A new study published today in PLoS Biology answers the first question and says it’s all about the wrists. Chilean researchers wanted to know how changes in wrist bones transformed from straight to bent and hyperflexible in the appendage, allowing birds to the ability to produce force on the downstroke and tension on the upstroke, as well as to fold their wings neatly against their bodies when not flying. They focused on determining how the nine wrist bones in dinosaur lineages became the four found in present-day birds.
In the past, researchers had studied the two (dinosaur fossils and bird embryos) separately but not together.
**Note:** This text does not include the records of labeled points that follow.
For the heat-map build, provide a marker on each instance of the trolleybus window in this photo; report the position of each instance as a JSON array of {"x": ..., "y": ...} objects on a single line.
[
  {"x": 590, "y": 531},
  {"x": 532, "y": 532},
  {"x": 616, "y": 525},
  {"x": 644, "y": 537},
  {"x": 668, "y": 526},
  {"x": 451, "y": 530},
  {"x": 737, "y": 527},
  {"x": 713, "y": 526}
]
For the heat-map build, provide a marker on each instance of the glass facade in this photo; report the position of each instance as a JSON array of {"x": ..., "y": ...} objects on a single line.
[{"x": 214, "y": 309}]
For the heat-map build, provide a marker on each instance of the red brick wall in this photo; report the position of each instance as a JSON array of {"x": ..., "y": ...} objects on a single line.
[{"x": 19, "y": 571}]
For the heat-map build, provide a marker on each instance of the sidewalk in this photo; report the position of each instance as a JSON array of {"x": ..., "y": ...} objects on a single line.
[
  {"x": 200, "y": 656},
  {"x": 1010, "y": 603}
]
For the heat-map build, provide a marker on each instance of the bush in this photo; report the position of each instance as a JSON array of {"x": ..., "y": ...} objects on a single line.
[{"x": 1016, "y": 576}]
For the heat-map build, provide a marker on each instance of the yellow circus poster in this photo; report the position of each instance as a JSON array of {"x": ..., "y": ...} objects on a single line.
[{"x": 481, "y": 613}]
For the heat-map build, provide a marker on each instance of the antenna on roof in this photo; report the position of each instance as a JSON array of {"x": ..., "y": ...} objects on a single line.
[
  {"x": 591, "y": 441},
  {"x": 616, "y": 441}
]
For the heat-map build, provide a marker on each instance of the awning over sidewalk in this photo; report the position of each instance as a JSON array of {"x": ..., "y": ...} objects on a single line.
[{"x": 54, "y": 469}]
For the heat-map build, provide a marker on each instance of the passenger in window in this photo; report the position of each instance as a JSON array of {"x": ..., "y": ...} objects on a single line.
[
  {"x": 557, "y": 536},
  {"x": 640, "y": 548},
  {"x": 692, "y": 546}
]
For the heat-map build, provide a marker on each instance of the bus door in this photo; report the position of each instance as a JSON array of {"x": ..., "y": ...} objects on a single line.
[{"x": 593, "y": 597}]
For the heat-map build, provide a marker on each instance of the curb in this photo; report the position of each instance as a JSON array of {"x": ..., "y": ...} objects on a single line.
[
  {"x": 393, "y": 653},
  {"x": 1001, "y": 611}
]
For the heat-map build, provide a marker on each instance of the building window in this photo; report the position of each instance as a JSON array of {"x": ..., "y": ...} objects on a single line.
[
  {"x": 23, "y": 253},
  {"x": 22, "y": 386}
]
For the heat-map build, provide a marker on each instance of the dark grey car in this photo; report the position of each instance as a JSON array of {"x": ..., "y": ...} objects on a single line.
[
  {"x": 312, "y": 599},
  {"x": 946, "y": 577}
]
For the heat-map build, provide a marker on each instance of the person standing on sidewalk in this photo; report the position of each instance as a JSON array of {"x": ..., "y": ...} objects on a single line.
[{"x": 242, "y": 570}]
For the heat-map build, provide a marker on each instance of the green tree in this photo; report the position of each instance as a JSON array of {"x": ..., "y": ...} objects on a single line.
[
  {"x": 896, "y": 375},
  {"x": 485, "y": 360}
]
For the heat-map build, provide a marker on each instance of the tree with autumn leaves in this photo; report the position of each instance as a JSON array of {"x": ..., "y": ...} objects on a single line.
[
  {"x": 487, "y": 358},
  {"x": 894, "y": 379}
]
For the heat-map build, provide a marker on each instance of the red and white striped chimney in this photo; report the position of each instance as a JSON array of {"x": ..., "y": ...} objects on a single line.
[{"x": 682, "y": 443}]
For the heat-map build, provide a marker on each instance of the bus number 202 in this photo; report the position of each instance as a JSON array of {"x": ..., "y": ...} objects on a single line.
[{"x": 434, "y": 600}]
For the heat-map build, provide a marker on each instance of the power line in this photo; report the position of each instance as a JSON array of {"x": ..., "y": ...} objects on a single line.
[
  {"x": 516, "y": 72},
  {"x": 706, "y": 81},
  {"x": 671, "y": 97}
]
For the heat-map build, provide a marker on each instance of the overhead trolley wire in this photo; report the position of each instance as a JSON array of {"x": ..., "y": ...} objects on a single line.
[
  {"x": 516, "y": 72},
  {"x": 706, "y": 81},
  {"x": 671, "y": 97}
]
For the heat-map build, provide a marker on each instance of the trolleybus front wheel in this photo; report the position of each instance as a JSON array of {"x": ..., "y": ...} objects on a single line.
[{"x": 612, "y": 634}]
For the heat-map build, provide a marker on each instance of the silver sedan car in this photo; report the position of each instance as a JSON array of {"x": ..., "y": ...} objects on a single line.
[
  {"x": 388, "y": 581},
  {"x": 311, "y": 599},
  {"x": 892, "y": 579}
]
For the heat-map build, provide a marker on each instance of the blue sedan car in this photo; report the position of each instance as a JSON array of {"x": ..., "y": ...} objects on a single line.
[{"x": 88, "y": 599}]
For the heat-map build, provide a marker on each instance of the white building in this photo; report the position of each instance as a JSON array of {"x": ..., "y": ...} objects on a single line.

The Chilean scientists examined fossils of both, each stored at several museum collections, and also gathered new developmental data from the embryos of seven different species of modern birds.
These researchers’ new techniques provide some exciting results. First, they discovered that the semilunate bone (a half-moon shaped wrist bone) in birds was formed by the fusion of the two dinosaur bones. Another bone called the pisiform was lost in bird-like dinosaurs, but then re-acquired in the early evolution of birds, probably as an adaptation for flight. And the other two bird wrist bones were commonly misidentified in both fields and the team has settled on a new identity for each. Voilà! C’est un oiseau.